Their economic situation necessarily breeds in these classes an instinctive sense that the function of the State is and must be that of helping the individual, through the combined efforts of all, to reach a development such as the individual in isolation is incapable of attaining.
In point of fact, however, this ethical conception of the State does not set up any concept that has not already previously been the real motor principle in the State. On the contrary, it is plain from what has already been said, that this, in an unconscious way, has been the essential nature of the State from the beginning. This essential character of the State has always in some measure asserted itself through the logical constraint of the course of events, even when such an aim has been absent from the conscious purposes of the State, even when opposed to the will of those in whose hands the power of control had rested.
In setting up this conception of the working classes as the dominant concept of the State, therefore, we do nothing more than articularly formulate what has all along, but obscurely, been the organic nature of the State, and bring it into the foreground as the consciously avowed end of society.
Herein lies the comprehensive unity and continuity of all human development, that nothing drops into the course of development from the outside. It is only that that is brought clearly into consciousness, and worked out on the ground of free choice, which has in substance all along constituted the obscurely and unconsciously effective organic nature of things.
With the French Revolution of 1848 this clearer consciousness has made its entry upon the scene and has been proclaimed.

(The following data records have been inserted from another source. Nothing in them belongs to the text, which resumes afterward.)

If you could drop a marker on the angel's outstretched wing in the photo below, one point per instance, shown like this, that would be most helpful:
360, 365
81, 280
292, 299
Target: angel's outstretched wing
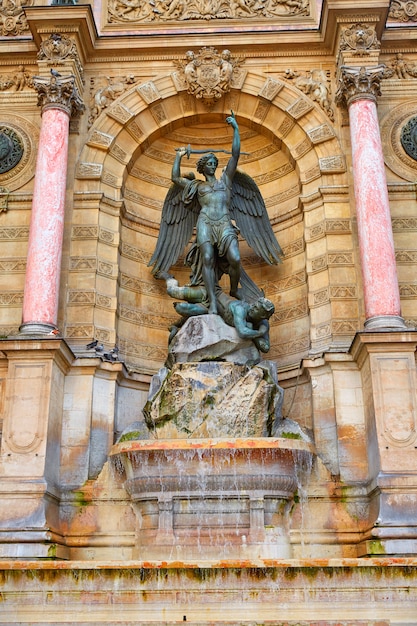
249, 211
177, 222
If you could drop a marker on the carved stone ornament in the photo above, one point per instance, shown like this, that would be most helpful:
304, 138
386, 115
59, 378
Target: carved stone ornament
360, 39
12, 17
59, 92
315, 84
403, 11
59, 48
181, 10
397, 121
4, 199
16, 172
208, 75
105, 91
359, 84
11, 149
409, 138
19, 80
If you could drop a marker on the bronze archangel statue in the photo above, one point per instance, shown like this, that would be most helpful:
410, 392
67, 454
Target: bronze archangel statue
213, 206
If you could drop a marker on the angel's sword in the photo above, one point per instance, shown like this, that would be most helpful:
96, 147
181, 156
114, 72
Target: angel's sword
191, 151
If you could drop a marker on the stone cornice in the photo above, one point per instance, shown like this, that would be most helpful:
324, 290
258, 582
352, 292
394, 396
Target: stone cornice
358, 84
58, 93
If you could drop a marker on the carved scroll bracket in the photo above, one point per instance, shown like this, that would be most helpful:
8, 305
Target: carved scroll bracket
359, 84
59, 92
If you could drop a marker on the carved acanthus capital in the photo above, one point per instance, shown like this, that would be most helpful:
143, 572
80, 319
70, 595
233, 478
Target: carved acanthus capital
59, 92
359, 39
359, 84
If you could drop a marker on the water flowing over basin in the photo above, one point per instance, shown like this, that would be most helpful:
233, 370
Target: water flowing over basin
213, 496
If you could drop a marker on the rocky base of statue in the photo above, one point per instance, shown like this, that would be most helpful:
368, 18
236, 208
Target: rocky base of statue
209, 338
214, 399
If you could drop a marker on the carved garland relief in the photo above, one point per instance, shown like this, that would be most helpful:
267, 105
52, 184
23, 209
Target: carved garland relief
134, 11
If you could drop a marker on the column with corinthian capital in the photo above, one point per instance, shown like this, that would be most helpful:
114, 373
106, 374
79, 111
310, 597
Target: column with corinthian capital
59, 99
358, 89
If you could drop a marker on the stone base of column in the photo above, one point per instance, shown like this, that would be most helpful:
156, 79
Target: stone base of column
36, 328
385, 322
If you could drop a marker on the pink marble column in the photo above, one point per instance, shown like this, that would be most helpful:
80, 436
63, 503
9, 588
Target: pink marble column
59, 100
358, 90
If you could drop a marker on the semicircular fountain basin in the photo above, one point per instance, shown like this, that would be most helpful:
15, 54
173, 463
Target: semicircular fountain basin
213, 498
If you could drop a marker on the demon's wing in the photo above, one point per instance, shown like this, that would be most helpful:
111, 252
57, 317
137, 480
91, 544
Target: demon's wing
177, 223
249, 211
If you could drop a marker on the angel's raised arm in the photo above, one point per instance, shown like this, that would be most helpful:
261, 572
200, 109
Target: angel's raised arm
176, 168
233, 161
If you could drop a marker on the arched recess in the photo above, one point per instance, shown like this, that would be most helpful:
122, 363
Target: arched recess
121, 180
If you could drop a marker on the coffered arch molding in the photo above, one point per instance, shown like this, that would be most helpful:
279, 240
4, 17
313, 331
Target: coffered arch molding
125, 139
145, 112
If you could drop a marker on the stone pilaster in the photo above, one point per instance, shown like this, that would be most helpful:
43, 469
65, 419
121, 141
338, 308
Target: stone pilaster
358, 89
59, 99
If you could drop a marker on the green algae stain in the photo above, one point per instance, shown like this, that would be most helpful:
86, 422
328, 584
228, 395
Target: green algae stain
130, 436
52, 551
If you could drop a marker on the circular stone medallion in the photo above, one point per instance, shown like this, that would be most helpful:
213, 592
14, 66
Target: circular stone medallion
409, 138
18, 144
11, 149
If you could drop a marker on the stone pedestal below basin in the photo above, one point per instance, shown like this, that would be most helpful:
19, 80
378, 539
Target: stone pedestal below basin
212, 498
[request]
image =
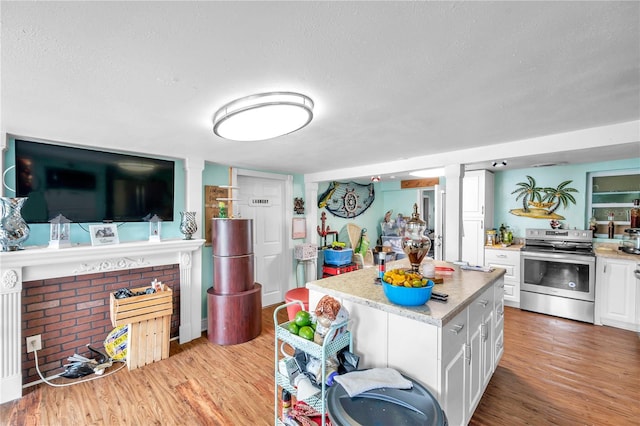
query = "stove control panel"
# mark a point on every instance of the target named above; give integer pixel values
(559, 234)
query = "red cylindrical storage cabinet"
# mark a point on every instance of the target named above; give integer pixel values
(234, 318)
(235, 300)
(233, 262)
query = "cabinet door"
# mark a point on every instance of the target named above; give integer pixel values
(474, 363)
(473, 241)
(453, 388)
(487, 344)
(481, 346)
(411, 349)
(455, 351)
(369, 329)
(510, 261)
(617, 293)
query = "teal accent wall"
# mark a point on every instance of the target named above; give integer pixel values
(576, 215)
(389, 196)
(129, 231)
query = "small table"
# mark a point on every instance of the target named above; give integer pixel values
(331, 270)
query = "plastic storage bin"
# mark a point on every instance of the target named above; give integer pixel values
(338, 257)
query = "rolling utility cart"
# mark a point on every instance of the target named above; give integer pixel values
(331, 346)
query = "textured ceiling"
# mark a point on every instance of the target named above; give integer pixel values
(390, 80)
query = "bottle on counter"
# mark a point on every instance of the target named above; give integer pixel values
(635, 214)
(611, 227)
(286, 403)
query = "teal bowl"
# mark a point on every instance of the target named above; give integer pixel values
(408, 296)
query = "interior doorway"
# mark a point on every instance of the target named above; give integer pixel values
(261, 197)
(433, 211)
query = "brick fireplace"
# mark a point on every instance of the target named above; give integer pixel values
(63, 295)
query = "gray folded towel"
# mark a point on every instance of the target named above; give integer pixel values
(360, 381)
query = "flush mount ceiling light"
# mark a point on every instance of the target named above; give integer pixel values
(263, 116)
(429, 172)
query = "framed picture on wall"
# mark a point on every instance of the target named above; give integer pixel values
(106, 233)
(299, 228)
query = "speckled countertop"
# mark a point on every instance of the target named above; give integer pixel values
(611, 250)
(514, 247)
(359, 287)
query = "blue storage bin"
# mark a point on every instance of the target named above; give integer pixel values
(338, 257)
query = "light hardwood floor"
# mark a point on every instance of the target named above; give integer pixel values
(553, 372)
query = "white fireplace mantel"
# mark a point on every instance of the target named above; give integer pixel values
(36, 263)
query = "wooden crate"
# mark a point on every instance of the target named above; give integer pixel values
(149, 319)
(141, 308)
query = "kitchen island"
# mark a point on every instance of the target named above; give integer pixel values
(451, 347)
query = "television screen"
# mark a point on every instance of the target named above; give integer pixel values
(91, 186)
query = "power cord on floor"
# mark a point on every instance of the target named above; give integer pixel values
(60, 385)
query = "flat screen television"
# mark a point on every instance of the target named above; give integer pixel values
(87, 185)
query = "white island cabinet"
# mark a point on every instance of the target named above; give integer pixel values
(617, 293)
(452, 348)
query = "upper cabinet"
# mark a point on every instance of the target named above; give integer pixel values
(612, 192)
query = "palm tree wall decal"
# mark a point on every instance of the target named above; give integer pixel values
(540, 199)
(559, 195)
(526, 191)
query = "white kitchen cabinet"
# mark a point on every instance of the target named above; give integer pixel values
(410, 343)
(616, 293)
(498, 322)
(368, 334)
(477, 214)
(509, 260)
(469, 357)
(481, 346)
(454, 361)
(455, 369)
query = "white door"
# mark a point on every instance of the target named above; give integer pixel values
(438, 222)
(262, 199)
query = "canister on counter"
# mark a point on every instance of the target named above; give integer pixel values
(381, 264)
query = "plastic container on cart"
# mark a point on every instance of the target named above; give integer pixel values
(336, 339)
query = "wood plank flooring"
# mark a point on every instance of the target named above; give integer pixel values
(553, 372)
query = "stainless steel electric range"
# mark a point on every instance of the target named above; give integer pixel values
(558, 273)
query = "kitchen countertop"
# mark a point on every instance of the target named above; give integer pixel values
(514, 247)
(610, 250)
(359, 286)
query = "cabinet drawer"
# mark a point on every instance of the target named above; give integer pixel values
(509, 290)
(482, 306)
(454, 336)
(510, 269)
(506, 259)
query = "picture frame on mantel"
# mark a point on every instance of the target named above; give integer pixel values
(299, 228)
(106, 233)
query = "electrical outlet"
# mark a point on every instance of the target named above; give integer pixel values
(34, 343)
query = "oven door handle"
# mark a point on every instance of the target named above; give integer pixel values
(559, 256)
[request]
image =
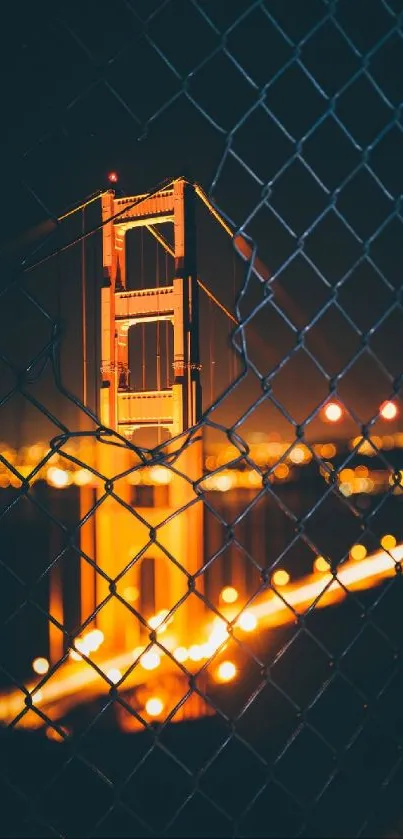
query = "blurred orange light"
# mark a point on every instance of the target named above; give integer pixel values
(40, 666)
(247, 622)
(131, 593)
(388, 410)
(358, 552)
(154, 706)
(388, 542)
(333, 412)
(226, 671)
(321, 564)
(150, 660)
(280, 577)
(114, 675)
(229, 594)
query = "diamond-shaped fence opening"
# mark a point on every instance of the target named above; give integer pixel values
(201, 595)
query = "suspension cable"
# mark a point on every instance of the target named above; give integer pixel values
(217, 302)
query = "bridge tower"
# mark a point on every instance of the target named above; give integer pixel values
(163, 553)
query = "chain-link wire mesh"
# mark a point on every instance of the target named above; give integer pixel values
(286, 719)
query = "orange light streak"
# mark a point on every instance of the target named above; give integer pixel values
(271, 612)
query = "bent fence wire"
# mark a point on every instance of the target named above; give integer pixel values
(289, 116)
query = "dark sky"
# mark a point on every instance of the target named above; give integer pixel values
(289, 111)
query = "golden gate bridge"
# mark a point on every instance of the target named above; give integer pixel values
(117, 542)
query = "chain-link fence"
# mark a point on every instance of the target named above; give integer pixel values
(259, 693)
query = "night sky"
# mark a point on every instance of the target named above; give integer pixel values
(288, 113)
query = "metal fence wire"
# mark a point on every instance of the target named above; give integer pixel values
(285, 719)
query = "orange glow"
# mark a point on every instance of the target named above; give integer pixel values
(321, 564)
(226, 671)
(57, 478)
(114, 675)
(196, 652)
(247, 622)
(280, 577)
(229, 594)
(358, 552)
(154, 706)
(131, 594)
(83, 477)
(181, 654)
(150, 660)
(271, 611)
(282, 471)
(388, 542)
(333, 412)
(388, 410)
(160, 475)
(40, 666)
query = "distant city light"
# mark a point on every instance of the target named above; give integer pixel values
(358, 552)
(229, 594)
(226, 671)
(57, 478)
(154, 706)
(40, 665)
(82, 477)
(388, 410)
(114, 675)
(247, 622)
(321, 564)
(333, 412)
(388, 542)
(161, 475)
(280, 577)
(131, 594)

In the first place, this outcome was symbolically represented in that a workman was made a member of the provisional government; and, further, there was proclaimed universal, equal and direct suffrage, which is in point of method the means whereby this conception of the State is to be realized. February, 1848, therefore, marks the dawning of the historical period in which the ethical principle of the working classes is consciously accepted as the guiding principle of society.
We have reason to congratulate ourselves upon living in an epoch consecrated to the achievement of this exalted end. But, above all, it is to be said, since it is the destined course of this historical period to make their conception the guiding principle of society, it behooves the working classes to conduct themselves with all moral earnestness, sobriety and studious deliberation.
Such, expressed in the briefest terms, is the content and the course of argument of the disquisition in question.
What I have sought to accomplish in that argument is nothing else than to explain to my auditors the intrinsic philosophical content of the historical development, to initiate them into this most difficult of all the sciences, to bring home to them the fact that history is a logical whole which unfolds step by step under the guidance of inexorable laws.